These Dark Chocolate Cranberry Oatmeal cookies are the BEST! Loaded with chewy oats, dark chocolate and dried cranberries, these are a wonderful treat to bake anytime of the year!
Add the brown sugar and granulated sugar into the bowl with the 2 sticks of softened butter. Using a hand mixer or a stand mixer, combine on medium speed for about 1 minute until creamed together. Add in the eggs and vanilla extract and mix in until combined.
In another large bowl, whisk together the all purpose flour, baking soda, cinnamon and salt. Using the mixer, gently mix the the wet ingredients into the dry ingredients until combined.
To that mixture, add in the oats with a wooden spoon until just combined. Next, add in the dark chocolate chips and cranberries and fold those in until just combined.
Place in the fridge for 30 minutes, uncovered, to chill.

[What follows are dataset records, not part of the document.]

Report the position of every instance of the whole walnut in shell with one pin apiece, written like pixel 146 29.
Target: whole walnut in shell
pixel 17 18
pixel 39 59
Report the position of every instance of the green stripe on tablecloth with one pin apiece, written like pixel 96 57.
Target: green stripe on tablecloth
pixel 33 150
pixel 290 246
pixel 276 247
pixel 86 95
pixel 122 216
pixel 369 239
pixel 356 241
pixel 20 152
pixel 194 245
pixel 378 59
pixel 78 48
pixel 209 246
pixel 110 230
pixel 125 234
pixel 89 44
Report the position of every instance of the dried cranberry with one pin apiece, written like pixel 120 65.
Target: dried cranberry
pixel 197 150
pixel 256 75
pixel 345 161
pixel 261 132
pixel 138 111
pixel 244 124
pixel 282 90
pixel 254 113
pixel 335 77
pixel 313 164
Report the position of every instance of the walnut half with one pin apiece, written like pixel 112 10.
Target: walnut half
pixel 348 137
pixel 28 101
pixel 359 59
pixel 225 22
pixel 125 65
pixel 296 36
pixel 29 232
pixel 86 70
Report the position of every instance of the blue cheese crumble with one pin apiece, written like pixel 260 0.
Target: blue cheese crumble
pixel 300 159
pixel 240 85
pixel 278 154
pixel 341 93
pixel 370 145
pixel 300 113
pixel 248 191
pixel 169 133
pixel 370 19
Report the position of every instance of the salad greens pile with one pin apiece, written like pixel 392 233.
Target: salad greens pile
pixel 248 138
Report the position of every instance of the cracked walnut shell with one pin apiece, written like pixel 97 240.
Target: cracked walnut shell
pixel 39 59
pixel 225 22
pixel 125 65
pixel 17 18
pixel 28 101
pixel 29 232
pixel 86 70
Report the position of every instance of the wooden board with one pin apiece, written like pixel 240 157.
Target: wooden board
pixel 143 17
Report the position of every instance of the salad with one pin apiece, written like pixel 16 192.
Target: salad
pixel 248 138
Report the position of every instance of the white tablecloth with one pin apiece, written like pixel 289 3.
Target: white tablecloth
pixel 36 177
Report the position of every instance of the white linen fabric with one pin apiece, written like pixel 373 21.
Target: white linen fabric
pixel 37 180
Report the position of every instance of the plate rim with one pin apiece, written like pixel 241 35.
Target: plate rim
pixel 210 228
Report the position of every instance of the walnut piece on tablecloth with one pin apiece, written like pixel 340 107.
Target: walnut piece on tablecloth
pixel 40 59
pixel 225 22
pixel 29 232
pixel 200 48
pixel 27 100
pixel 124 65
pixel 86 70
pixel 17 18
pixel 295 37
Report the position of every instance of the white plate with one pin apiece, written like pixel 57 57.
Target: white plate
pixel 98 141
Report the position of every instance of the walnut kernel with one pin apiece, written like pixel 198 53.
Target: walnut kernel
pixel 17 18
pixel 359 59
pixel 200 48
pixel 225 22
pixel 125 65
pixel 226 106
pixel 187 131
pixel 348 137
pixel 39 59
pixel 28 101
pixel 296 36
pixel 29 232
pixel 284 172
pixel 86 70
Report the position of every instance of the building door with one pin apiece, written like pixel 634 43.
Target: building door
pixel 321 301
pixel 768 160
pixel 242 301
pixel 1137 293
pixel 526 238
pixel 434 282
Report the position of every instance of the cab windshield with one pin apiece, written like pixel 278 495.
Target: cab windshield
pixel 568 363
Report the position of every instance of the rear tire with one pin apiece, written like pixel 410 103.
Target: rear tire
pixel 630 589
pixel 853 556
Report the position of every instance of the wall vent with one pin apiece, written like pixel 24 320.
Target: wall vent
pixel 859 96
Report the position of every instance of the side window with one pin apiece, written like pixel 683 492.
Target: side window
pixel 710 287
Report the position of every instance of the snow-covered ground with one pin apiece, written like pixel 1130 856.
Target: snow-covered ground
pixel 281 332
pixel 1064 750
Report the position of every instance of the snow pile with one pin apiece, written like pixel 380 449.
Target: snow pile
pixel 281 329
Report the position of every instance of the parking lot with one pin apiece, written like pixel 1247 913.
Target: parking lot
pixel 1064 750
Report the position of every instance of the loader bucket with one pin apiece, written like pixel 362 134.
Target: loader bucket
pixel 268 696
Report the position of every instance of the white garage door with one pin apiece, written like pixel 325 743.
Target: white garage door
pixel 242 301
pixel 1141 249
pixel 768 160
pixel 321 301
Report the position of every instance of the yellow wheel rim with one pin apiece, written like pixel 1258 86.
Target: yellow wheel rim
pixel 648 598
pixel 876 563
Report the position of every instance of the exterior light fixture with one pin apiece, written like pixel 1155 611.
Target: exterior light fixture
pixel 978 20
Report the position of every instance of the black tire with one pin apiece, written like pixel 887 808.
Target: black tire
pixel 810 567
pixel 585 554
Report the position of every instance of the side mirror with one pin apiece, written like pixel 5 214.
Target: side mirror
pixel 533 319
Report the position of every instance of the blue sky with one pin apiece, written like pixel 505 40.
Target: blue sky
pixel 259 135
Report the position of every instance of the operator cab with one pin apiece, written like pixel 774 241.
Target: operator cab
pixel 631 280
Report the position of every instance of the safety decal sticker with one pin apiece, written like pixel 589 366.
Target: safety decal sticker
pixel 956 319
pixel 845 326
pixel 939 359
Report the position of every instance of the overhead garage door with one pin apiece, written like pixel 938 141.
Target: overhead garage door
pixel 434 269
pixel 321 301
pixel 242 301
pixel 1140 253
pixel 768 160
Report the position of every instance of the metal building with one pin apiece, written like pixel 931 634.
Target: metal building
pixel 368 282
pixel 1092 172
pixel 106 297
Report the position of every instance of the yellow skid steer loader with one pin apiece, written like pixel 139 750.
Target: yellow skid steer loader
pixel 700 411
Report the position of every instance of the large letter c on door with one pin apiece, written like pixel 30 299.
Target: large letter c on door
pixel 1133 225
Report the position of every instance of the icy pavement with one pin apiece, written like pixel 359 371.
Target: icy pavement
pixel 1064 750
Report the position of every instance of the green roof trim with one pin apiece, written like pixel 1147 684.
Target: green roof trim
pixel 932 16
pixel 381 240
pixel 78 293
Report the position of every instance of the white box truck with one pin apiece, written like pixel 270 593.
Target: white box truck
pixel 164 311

Preheat the oven to 350 degrees and line a couple of baking sheets with either parchment paper or silicon mats.
Once the dough is chilled, using either a spoon or a cookie scoop, scoop about 1.5-2 tbsp of dough into your hands and roll it into a ball. Place on the sheet and make sure they're a few inches apart from each other.
Bake for 10-11 minutes. The middles might still look soft but that's okay! Remove and let them cool for 5 minutes and then remove and place on a wire cooling rack to cool for another 5-10 minutes. Eat while still warm!
Store leftovers in a tightly sealed tupperware container at room temperature for 2-3 days, although these are best eaten fresh.
Serving size depends on how big you make your cookies, of course! See the blog post above for reference on how big the balls of dough should be.